Discovery based research experiences: gauche effects in group 16 elements.

Wednesday, March 2nd, 2016

The upcoming ACS national meeting in San Diego has a CHED (chemical education division) session entitled Implementing Discovery-Based Research Experiences in Undergraduate Chemistry Courses. I had previously explored what I called extreme gauche effects in the molecule F-S-S-F. Here I take this a bit further to see what else can be discovered about molecules containing bonds between group 16 elements (QA= O, S, Se, Te). 

OO-SQ

The search definition is shown above, with DIST1 being the QA-QA bond length, the QA-QA bond being acyclic, each QA bearing only two bonded atoms and NM being any non-metal. The first result shown is for QA=S.

S-S

  1. The first discovery is that the most common torsion (red-hot spot) is about 90°, but there appears to be a statistically significant distortion towards longer S-S distances as the torsion deviates from this angle. For those who are so inclined it would perhaps be worth improving my term "appears to be" with a more formal numerical analysis of the distribution shown above and its significance. Any offers?
  2. The other discovery worth exploring is the number of occurences with an angle of 180°. With F-S-S-F itself (not a solid), I had previously noted that this angle actually represented a transition state in the torsion! So what might be inferred from these examples?

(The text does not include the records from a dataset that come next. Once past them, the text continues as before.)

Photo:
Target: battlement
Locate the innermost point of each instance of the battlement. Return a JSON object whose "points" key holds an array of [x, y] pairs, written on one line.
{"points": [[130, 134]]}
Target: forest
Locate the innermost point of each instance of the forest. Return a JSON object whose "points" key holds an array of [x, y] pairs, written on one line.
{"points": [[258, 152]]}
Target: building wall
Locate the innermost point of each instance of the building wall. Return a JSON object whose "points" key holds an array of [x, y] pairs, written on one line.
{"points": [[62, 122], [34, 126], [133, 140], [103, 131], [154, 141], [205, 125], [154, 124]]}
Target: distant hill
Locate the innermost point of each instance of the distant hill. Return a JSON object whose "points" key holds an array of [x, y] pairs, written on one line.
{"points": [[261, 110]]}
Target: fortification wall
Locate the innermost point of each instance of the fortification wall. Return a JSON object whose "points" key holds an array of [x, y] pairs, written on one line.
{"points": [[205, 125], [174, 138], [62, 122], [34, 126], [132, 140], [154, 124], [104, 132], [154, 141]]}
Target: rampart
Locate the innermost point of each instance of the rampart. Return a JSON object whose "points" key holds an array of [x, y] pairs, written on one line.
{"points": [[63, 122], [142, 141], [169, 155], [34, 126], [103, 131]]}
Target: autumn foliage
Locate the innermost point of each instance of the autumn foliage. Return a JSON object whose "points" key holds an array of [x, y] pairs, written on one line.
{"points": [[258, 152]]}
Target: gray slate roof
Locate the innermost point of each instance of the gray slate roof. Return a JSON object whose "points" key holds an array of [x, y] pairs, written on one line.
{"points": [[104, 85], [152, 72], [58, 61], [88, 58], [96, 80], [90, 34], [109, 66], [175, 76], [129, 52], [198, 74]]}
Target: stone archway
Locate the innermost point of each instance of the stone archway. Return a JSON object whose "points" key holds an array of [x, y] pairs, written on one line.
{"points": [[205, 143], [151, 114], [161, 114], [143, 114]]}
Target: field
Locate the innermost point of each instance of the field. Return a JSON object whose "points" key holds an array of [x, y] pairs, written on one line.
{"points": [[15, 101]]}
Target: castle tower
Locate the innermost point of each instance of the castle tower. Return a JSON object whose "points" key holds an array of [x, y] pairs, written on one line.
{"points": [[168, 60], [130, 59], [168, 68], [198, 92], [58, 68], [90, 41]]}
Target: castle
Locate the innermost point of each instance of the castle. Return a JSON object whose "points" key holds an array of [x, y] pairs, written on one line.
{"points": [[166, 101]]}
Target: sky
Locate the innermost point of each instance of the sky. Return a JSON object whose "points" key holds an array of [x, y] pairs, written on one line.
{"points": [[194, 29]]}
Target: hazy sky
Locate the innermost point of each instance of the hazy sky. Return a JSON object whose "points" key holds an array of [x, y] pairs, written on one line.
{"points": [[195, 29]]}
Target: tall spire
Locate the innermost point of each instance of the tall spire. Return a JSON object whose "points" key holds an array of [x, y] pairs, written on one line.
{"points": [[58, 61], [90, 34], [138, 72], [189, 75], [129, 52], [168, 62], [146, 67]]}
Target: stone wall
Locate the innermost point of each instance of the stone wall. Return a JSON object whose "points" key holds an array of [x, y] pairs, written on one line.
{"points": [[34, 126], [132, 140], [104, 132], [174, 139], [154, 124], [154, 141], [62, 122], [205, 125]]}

The next search includes a further constraint that the temperature the data was recorded at be <140K. This reduces vibrational "noise" and so should increase the significance. S-S-140

  1. Here we discover the same "V"-shaped distribution as before, possibly more significant statistically than the previous search. Again, a proper statistical analysis of the significance of this result is desirable.

The next search is for QA = Se or Te. X-X

  1. The Se and Te distributions can clearly be distinguished, with a weak "V-shape" visible for Se, but absent for Te. Again, those hits at 180!
  2. There are a few instances "in-between" the two distributions, which appear to be  Se-Te systems.

Finally, QA=QB = O.

O-O

  1. The discovery here is the apparent absence of any "V-shaped" distribution.
  2. The hot spot now occurs at 180°, but with a tail down to 60° or less. Clearly, the definition of "NM" as any non-metal probably needs to be explored further for specific instances to see what influence the nature of NM has. NM for example could be another O, which might be a severe perturbation. 

So here I have tried to tease out seven directions for further discovery. I am attending/presenting at the session I noted at the top and will report back on any interesting observations.